I'm pretty sure ANY movement on that stash would lead to an amazing drop in price too.
even if you had the theoretical quantum computer with enough qubits to derive private keys, you would be better off just taking some people's coins or transactions so that people will victim blame them based on assuming they have poor OPSEC instead of tipping off that the system is compromised
I suppose the balancing act here is in ensuring the Bitcoin amount is enticingly large enough to get an attacker to jump on it first?
It's a nice bonus, but if they're working with other people for high stakes payouts, a small amount of money like that isn't going to be worth it for them to move on. $10k is nothing when split between other people and when you can demand hundreds of thousands to millions otherwise.
But besides, in remote environment it is easier to be that guy who grabs the money and runs. $10k is $10k for a single person.
wow that is the craziest justification i have heard so far for sustaining a planet-eating, nightmare 'currency'
Regarding the Stakedy article, that is exactly what we do: BitTrap is a blockchain-based intrusion detection system that provides alarms when a system was compromised. We do so by granting hackers an economic incentive (bounty) in crypto to reveal their position within the organization's network and dissuade them to continue the attack therefore minimizing their dwell time in the system.

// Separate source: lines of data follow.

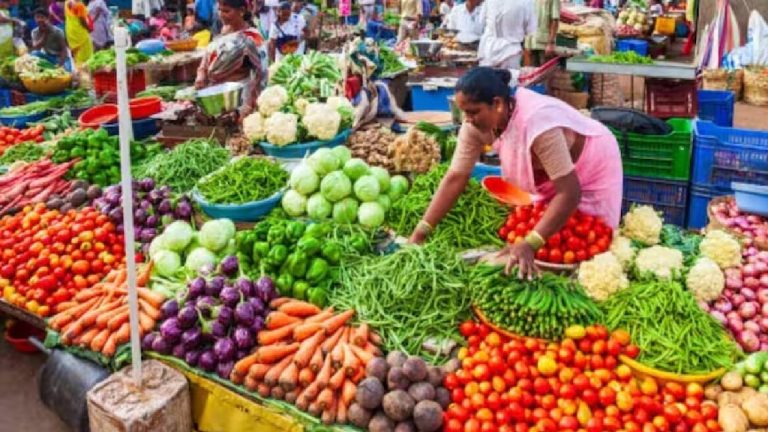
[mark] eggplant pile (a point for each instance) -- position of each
(154, 208)
(216, 323)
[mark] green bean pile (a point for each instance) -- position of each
(242, 181)
(673, 333)
(412, 295)
(543, 307)
(183, 166)
(471, 223)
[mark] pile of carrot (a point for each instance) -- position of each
(309, 357)
(97, 318)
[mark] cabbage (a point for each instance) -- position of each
(318, 207)
(367, 188)
(398, 186)
(370, 215)
(294, 203)
(177, 235)
(382, 176)
(323, 161)
(342, 154)
(345, 211)
(215, 234)
(355, 168)
(166, 262)
(384, 201)
(335, 186)
(199, 258)
(304, 180)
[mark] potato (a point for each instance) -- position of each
(398, 405)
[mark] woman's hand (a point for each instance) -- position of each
(522, 255)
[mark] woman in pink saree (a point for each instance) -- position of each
(546, 148)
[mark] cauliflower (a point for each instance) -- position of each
(602, 276)
(643, 224)
(705, 280)
(282, 128)
(254, 127)
(662, 262)
(272, 99)
(622, 248)
(721, 248)
(321, 121)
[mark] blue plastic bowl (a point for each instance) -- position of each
(751, 198)
(143, 128)
(21, 121)
(248, 212)
(298, 151)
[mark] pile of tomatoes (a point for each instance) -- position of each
(578, 384)
(48, 256)
(583, 236)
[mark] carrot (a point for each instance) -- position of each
(275, 353)
(325, 373)
(290, 377)
(360, 335)
(299, 309)
(271, 337)
(305, 331)
(271, 378)
(307, 348)
(336, 322)
(278, 319)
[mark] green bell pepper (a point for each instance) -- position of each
(317, 271)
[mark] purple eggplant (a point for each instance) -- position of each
(243, 338)
(207, 361)
(224, 349)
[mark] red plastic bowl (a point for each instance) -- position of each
(94, 117)
(145, 107)
(504, 192)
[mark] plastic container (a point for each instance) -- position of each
(751, 198)
(248, 212)
(670, 98)
(717, 106)
(659, 156)
(298, 151)
(636, 45)
(670, 197)
(722, 155)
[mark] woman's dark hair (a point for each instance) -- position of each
(483, 84)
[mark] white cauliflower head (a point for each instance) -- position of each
(282, 128)
(254, 127)
(705, 280)
(321, 121)
(643, 224)
(662, 262)
(272, 99)
(602, 276)
(721, 248)
(622, 248)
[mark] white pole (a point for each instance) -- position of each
(122, 42)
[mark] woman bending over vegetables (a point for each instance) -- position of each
(546, 147)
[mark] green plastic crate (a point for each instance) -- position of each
(658, 156)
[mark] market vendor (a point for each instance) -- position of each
(49, 42)
(287, 33)
(237, 55)
(546, 148)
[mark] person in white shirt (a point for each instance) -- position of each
(467, 18)
(507, 23)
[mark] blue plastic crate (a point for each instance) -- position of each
(636, 45)
(670, 197)
(431, 100)
(722, 155)
(716, 106)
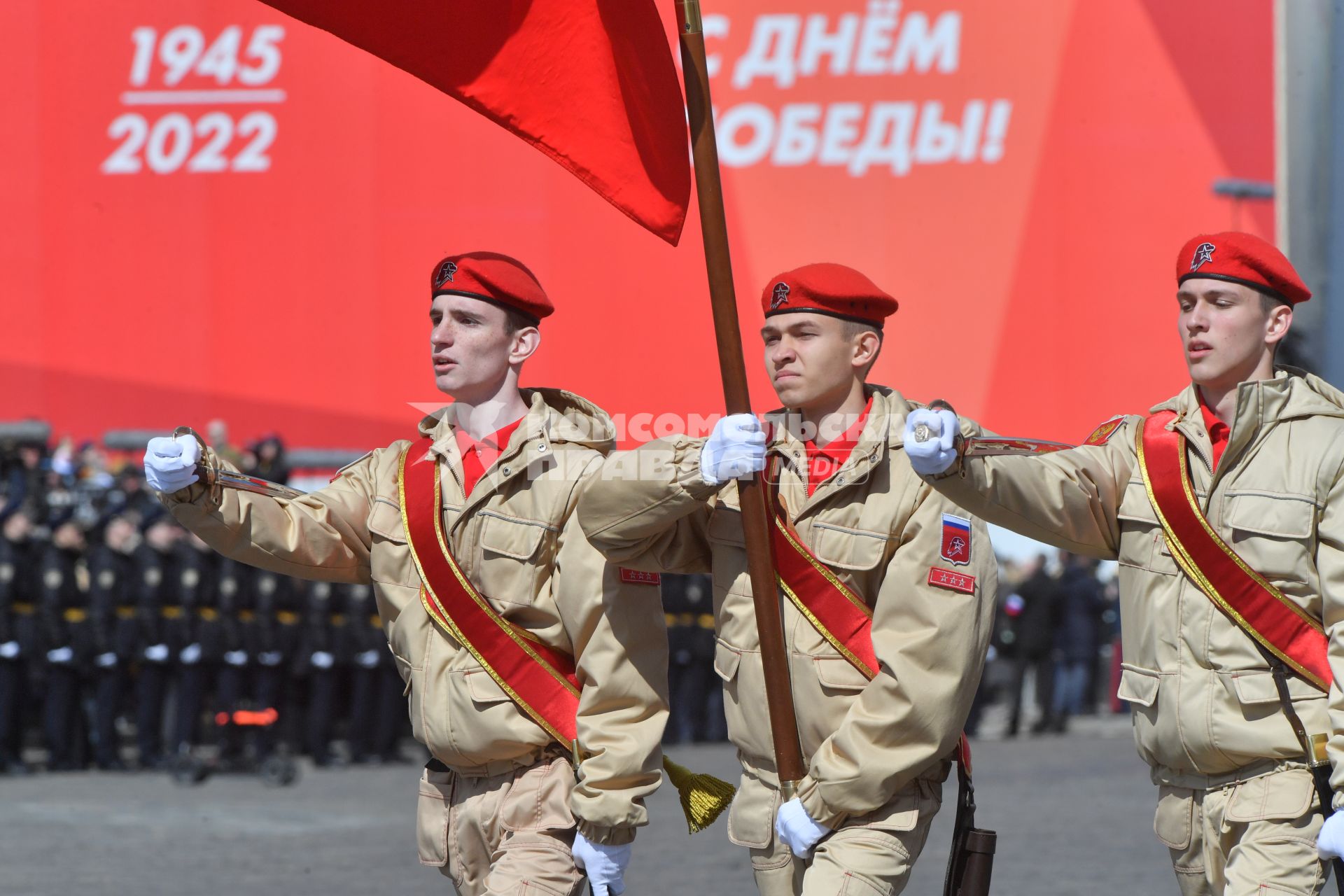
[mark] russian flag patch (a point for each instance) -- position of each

We calculate the right economic incentive by running tests in our Lab to replicate possible outcomes in diverse situations and we also protect pretty much any device you can think of (even offline devices) becoming a real Universal Intrusion Detection System.
As we don’t want to get pitchy here, we’ll just leave some reference links to let you find out more about us: www.bittrap.com
We have a few whitepapers and articles you may also find interesting: https://www.bittrap.com/resource/articles-whitepapers
Let us know if you’d like more info or detail. Thanks for the (indirect) mention :)
Jony BitTrap CEO
you can either set-up your own honeypots or, if you want a turn-key solution there's great tools like https://canary.tools/
Even hear stories, people hack providers, to fix some things, constantly not fixed by official support.
And even if they are, they bait crypto needs to be valuable enough. If the attacker expects to extract $1 mil of value from the hack, you will not deter with a $10k crypto bounty.